Amber Downing, a first-year York sociology student, said the timing of this year’s fall co-curricular week, or reading week, left students with too much time and too little to do.
“[The school year] was only three weeks in. Now everything is due this week,” said Downing. “If it was held last week or even the week before, that would have been more helpful.”
Norma Sue Fisher-Stitt, associate vice-president of academic learning initiatives, explained that the early reading week was scheduled to offer extra support for first-year students.
“This is when first-year students make transitions into university, and it can be a bit of a jolt,” she said. “I suspect that what works best for first-years doesn’t work for the senior students, but my concern is that if [first-year students] are running into trouble, we’d be coming to their rescue too late.”
According to York history professor Craig Heron, the issue affects not only students, but faculty members as well.

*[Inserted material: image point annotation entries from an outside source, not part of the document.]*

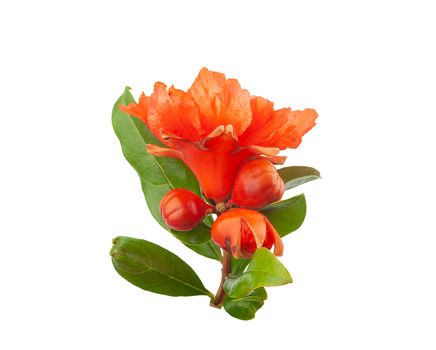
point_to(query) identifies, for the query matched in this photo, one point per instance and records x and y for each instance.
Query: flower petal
(280, 129)
(221, 101)
(173, 112)
(163, 151)
(139, 110)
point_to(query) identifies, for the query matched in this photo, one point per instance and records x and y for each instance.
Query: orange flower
(216, 126)
(242, 231)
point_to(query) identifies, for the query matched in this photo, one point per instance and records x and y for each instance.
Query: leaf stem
(226, 269)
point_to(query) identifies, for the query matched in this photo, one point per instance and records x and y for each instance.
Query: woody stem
(226, 269)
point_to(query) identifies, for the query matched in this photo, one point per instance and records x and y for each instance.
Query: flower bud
(242, 231)
(182, 210)
(257, 184)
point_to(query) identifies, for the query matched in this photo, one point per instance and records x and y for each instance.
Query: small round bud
(242, 231)
(257, 184)
(182, 210)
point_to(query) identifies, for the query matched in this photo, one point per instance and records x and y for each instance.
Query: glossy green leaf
(297, 175)
(158, 174)
(239, 265)
(245, 308)
(264, 270)
(287, 215)
(155, 269)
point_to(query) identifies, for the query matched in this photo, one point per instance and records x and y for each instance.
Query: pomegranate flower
(216, 126)
(242, 231)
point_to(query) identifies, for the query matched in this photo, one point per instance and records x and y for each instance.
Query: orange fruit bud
(182, 210)
(242, 231)
(257, 184)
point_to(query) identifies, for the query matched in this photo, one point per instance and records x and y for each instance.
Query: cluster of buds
(239, 228)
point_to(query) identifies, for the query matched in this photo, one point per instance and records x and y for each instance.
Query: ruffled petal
(139, 110)
(173, 112)
(163, 151)
(221, 101)
(280, 129)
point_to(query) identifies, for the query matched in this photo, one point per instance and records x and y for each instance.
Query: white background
(364, 261)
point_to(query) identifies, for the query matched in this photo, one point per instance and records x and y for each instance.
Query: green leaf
(158, 174)
(245, 308)
(297, 175)
(155, 269)
(264, 270)
(287, 215)
(239, 265)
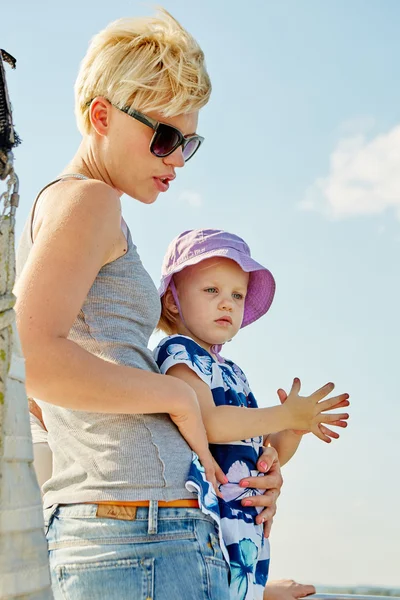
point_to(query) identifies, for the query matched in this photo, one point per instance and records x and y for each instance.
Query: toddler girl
(210, 288)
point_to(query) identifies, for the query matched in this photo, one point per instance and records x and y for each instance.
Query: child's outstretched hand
(317, 428)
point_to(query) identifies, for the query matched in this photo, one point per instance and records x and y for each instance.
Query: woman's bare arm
(77, 230)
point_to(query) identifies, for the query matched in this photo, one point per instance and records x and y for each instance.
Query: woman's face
(131, 167)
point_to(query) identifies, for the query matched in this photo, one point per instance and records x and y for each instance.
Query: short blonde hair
(168, 322)
(148, 63)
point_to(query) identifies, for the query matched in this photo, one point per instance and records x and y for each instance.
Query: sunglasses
(166, 139)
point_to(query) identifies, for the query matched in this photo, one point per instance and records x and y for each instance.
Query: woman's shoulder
(80, 212)
(177, 343)
(74, 198)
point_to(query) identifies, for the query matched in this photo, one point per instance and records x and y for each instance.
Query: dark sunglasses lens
(165, 140)
(190, 148)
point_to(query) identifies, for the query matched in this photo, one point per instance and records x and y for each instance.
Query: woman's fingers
(219, 474)
(268, 460)
(267, 527)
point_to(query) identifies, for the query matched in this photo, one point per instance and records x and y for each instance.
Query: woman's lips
(161, 185)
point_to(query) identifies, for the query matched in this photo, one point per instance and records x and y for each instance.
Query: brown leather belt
(188, 503)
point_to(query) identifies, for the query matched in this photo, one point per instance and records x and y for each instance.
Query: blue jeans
(162, 554)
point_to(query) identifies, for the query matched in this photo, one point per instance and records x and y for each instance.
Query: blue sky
(301, 158)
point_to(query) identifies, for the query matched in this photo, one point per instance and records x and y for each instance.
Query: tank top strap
(124, 226)
(32, 213)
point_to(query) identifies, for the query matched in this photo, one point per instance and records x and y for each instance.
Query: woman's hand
(271, 482)
(287, 589)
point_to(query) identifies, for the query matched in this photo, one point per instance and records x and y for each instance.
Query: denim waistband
(151, 514)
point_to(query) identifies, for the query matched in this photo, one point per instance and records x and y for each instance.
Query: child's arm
(285, 443)
(231, 423)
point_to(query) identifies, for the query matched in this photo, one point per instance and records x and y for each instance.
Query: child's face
(212, 297)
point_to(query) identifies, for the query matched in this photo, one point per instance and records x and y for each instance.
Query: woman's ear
(170, 303)
(99, 111)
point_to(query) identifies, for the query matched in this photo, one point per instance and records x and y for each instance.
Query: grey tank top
(99, 456)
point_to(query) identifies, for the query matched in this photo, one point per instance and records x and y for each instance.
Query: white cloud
(364, 178)
(191, 197)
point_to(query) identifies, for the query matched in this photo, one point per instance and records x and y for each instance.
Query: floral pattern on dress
(242, 540)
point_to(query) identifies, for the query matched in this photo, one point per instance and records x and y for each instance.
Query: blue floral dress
(242, 541)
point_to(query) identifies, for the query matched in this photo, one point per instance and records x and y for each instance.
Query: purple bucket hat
(193, 246)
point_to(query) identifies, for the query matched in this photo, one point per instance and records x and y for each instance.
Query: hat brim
(261, 289)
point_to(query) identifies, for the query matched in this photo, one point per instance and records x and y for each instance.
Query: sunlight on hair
(147, 63)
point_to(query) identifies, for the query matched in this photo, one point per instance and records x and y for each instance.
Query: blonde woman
(120, 522)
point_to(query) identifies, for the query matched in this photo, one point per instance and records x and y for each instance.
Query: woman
(120, 522)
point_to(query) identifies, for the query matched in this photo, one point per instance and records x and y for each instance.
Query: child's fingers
(329, 432)
(282, 395)
(331, 418)
(334, 402)
(338, 424)
(319, 434)
(296, 385)
(342, 403)
(324, 391)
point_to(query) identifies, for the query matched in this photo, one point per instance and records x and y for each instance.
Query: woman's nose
(175, 159)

“This subject came up in the Liberal Arts & Professional Studies faculty’s (LA&PS) history department council meeting,” Heron wrote to Excalibur. “Several faculty members expressed concern that the momentum of teaching is broken by a week off after only four weeks of classes.”

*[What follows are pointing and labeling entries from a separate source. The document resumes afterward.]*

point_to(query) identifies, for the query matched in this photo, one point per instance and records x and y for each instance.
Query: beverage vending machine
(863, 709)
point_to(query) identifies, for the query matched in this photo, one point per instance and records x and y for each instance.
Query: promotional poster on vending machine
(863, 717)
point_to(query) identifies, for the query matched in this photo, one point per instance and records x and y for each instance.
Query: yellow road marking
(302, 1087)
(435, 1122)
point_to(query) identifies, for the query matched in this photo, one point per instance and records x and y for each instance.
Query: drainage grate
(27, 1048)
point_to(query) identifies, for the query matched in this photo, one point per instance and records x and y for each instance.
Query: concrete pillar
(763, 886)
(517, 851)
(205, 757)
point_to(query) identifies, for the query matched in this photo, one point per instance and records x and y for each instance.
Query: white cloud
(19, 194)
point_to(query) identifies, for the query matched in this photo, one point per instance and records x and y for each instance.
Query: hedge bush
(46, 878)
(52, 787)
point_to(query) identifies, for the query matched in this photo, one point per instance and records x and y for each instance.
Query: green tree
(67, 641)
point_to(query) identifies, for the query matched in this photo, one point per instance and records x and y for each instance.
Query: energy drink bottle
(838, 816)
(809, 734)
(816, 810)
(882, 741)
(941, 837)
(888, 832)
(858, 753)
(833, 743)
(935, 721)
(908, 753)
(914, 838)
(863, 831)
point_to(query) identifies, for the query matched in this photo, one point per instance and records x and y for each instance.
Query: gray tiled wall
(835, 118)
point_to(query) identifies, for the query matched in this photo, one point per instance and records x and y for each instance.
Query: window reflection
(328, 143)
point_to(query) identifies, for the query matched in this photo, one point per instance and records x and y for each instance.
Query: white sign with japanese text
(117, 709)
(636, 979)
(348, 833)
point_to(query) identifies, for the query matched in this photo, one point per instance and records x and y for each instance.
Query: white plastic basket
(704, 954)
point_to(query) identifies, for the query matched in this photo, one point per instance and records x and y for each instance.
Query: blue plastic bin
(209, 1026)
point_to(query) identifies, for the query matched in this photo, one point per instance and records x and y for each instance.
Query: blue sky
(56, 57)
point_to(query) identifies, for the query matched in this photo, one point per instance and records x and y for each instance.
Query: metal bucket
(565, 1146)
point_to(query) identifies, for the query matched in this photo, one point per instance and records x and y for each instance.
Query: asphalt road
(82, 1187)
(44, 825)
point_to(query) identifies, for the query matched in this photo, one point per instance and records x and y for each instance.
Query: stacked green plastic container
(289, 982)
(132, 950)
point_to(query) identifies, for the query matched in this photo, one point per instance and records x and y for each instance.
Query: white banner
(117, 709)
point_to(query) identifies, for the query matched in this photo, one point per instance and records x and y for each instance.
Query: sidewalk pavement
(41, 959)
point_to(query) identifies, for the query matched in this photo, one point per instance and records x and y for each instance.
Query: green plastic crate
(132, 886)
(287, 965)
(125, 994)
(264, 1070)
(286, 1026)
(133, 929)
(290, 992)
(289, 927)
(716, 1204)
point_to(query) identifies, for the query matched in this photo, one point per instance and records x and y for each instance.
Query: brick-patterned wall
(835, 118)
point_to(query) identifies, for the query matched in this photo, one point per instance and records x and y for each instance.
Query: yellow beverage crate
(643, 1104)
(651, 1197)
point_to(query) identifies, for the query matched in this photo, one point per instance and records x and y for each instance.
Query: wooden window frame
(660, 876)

During that meeting, a unanimous resolution was passed to request York administration to move the one-week break in classes to a later date in the fall semester. This motion, Heron said, is to be circulated to other LA&PS departments to garner more support for this policy change.
Heron said he brought up the issue at a senate meeting Oct. 28, and explained that many faculty members agreed a later reading week would have been more productive for both students and faculty.
“I asked whether, after two years of the experiment, York’s administration was assessing the usefulness of a break in classes in early October rather than later in the term when it could be of much greater help to students trying to juggle jobs, essays and midterms,” he said.
“I spoke […] more informally to colleagues, and got the unanimous response that the October class break is too early.”
Even though co-curricular week was held relativelt early in the semester, some students, like second- year communications major Crystal Kam, still managed to make good use of the extra time.
“I still did get a few things done, though not as much as I would have liked to,” she said.